前回のCoffee Talkでご紹介したHawaii Travel Hints 100(今井栄一著)に、マウイ島東端にあるハナという街が紹介されていました。私は訪れたことがない街。マウイ島中心部にあるカフルイを車で出発、3時間ほどハナハイウエイをのんびりと走ると、今井栄一さん曰く、いつも旅人を暖かく迎えてくれる街、空気の清々しい街、ハナに到着するそうです(写真上)。そこは、飛行家の草分けであるリンドバーグ夫妻が後半の人生を過ごした街。その街で過ごしながら、妻アン・モロウ・リンドバーグが執筆した本が紹介されていましたので、読んでみました。
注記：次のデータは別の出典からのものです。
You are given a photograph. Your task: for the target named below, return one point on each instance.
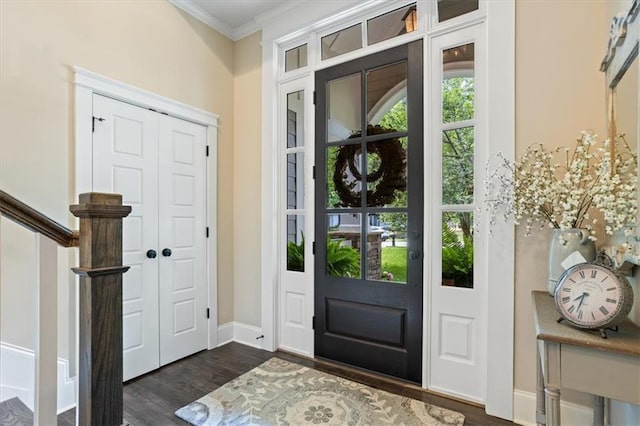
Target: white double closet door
(158, 164)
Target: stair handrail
(100, 352)
(32, 219)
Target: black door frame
(393, 351)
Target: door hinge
(93, 123)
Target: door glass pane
(457, 249)
(387, 173)
(344, 236)
(386, 97)
(392, 24)
(344, 180)
(295, 58)
(344, 110)
(457, 166)
(458, 92)
(295, 119)
(295, 243)
(387, 248)
(448, 9)
(342, 41)
(295, 181)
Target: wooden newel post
(100, 271)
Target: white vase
(568, 247)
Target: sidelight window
(294, 198)
(458, 174)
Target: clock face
(589, 296)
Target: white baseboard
(524, 411)
(238, 332)
(17, 377)
(225, 333)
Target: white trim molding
(238, 332)
(501, 246)
(17, 378)
(307, 23)
(87, 84)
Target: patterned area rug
(283, 393)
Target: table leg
(541, 417)
(598, 410)
(552, 403)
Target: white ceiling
(234, 18)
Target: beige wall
(559, 92)
(247, 172)
(151, 45)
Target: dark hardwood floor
(152, 399)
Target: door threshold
(371, 378)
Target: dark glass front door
(369, 212)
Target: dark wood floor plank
(13, 412)
(153, 398)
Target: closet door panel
(125, 161)
(182, 227)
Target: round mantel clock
(593, 296)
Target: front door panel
(368, 232)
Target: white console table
(584, 361)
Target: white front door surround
(495, 21)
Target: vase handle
(585, 236)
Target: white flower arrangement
(537, 189)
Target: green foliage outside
(342, 261)
(457, 188)
(457, 257)
(295, 256)
(394, 260)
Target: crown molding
(204, 17)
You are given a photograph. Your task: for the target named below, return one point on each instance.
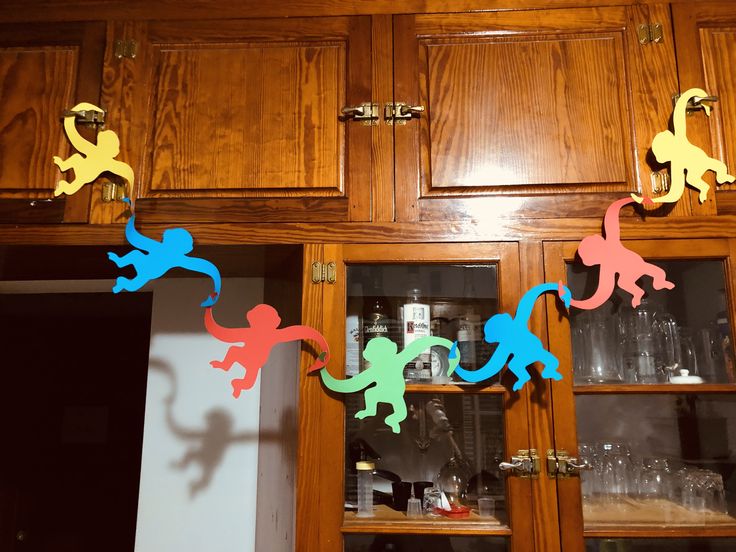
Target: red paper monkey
(258, 340)
(614, 259)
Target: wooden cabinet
(618, 417)
(45, 69)
(239, 120)
(542, 113)
(706, 52)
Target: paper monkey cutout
(93, 159)
(258, 340)
(684, 156)
(386, 371)
(614, 259)
(152, 259)
(516, 341)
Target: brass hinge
(125, 49)
(323, 272)
(526, 463)
(399, 113)
(560, 464)
(650, 33)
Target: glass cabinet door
(451, 436)
(647, 405)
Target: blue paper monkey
(152, 259)
(516, 341)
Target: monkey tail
(350, 385)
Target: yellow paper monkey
(684, 156)
(96, 158)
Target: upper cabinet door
(44, 70)
(241, 120)
(524, 109)
(706, 55)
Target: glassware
(656, 479)
(365, 488)
(601, 361)
(615, 468)
(432, 500)
(452, 479)
(641, 345)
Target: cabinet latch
(324, 272)
(86, 116)
(526, 463)
(125, 49)
(561, 464)
(366, 113)
(650, 33)
(399, 113)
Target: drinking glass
(641, 343)
(656, 479)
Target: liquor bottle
(376, 321)
(415, 324)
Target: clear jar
(365, 488)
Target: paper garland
(152, 259)
(92, 159)
(258, 340)
(383, 381)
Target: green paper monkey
(387, 373)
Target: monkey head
(379, 348)
(263, 316)
(497, 327)
(178, 240)
(663, 146)
(592, 250)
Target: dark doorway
(72, 397)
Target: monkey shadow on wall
(208, 443)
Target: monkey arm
(70, 126)
(526, 305)
(679, 115)
(415, 348)
(228, 335)
(611, 223)
(205, 267)
(494, 365)
(350, 385)
(294, 333)
(606, 285)
(138, 240)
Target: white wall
(222, 515)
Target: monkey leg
(627, 282)
(659, 277)
(518, 365)
(68, 188)
(550, 363)
(371, 397)
(231, 357)
(246, 382)
(66, 164)
(128, 284)
(722, 176)
(399, 414)
(132, 258)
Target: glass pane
(674, 336)
(450, 443)
(423, 543)
(660, 545)
(658, 460)
(406, 302)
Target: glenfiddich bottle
(376, 322)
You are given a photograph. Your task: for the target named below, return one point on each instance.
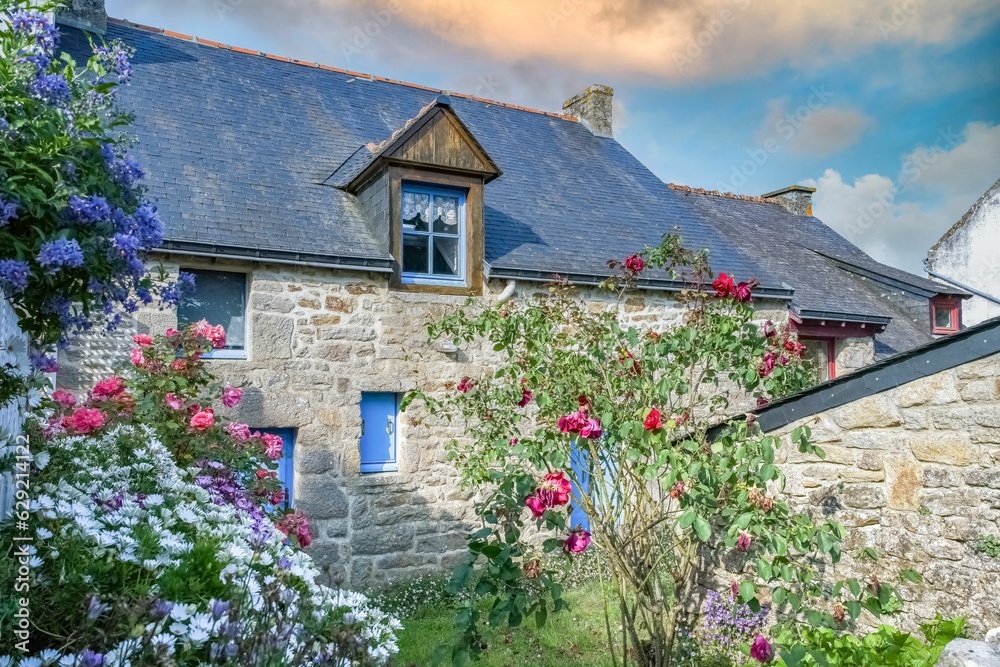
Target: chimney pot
(593, 108)
(89, 15)
(796, 199)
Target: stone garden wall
(915, 473)
(317, 339)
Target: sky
(890, 108)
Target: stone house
(912, 469)
(967, 256)
(329, 215)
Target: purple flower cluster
(14, 275)
(60, 253)
(729, 622)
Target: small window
(821, 355)
(221, 298)
(945, 315)
(286, 466)
(379, 411)
(433, 250)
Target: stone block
(271, 337)
(876, 411)
(946, 447)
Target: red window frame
(953, 306)
(831, 353)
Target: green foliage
(886, 646)
(988, 545)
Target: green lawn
(570, 638)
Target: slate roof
(244, 152)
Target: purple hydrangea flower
(14, 275)
(60, 253)
(8, 211)
(89, 209)
(51, 88)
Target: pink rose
(723, 286)
(761, 649)
(108, 388)
(64, 398)
(526, 397)
(577, 541)
(272, 445)
(142, 340)
(231, 396)
(635, 264)
(591, 429)
(84, 420)
(239, 432)
(203, 420)
(653, 420)
(215, 335)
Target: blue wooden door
(378, 432)
(286, 466)
(579, 460)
海からの贈物「Gift from the Sea」。すばらしい配色の貝殻が表紙を飾っています(写真下)。ページの少なめの本でもあり、表紙の美しさからも、イージーリーディングと考え読み始めたのですが、ハナという単語も、マウイやハワイという単語も登場しません。女性飛行家としての華々しい経歴も登場しません。記されていることは、自分をしっかりと見つめること、自分の立ち位置をしっかりと把握すること、そして、人生についての自分自身との丁寧な対話です。原著は1955年に発刊されたものですが、IT/デジタル化が進む現代を生きのびる必要がある私たちにこそ、自分自身の姿勢のあり方、そして、自分との対話の大切さを伝えてくれています。きっと、マウイ島ハナというすばらしい街が、これまでの女性飛行家としての人生を振り返らせて、彼女の感性がこの本となり世の中に存在し続けているのでしょう。まずは3回読んで、ようやくこのタイトルが理解でき、紹介記事を書きました。忙しい日常で、旅をしている時に、電車の中で、または、お気に入りのBGMが流れるカフェで、異なる場面で読むと、その時々に適したことを気づかせてくれる本と思います。何度も読み返したい1冊。名著です。

文章を読んでいて、翻訳を担当された吉田健一さんという方は、とても誠意を持ってこの著書に対されていると感じました。原文が浮かぶところも沢山散りばめられていて、波の音が心地よく聞こえるマウイ島の海にどんどん引き込まれました。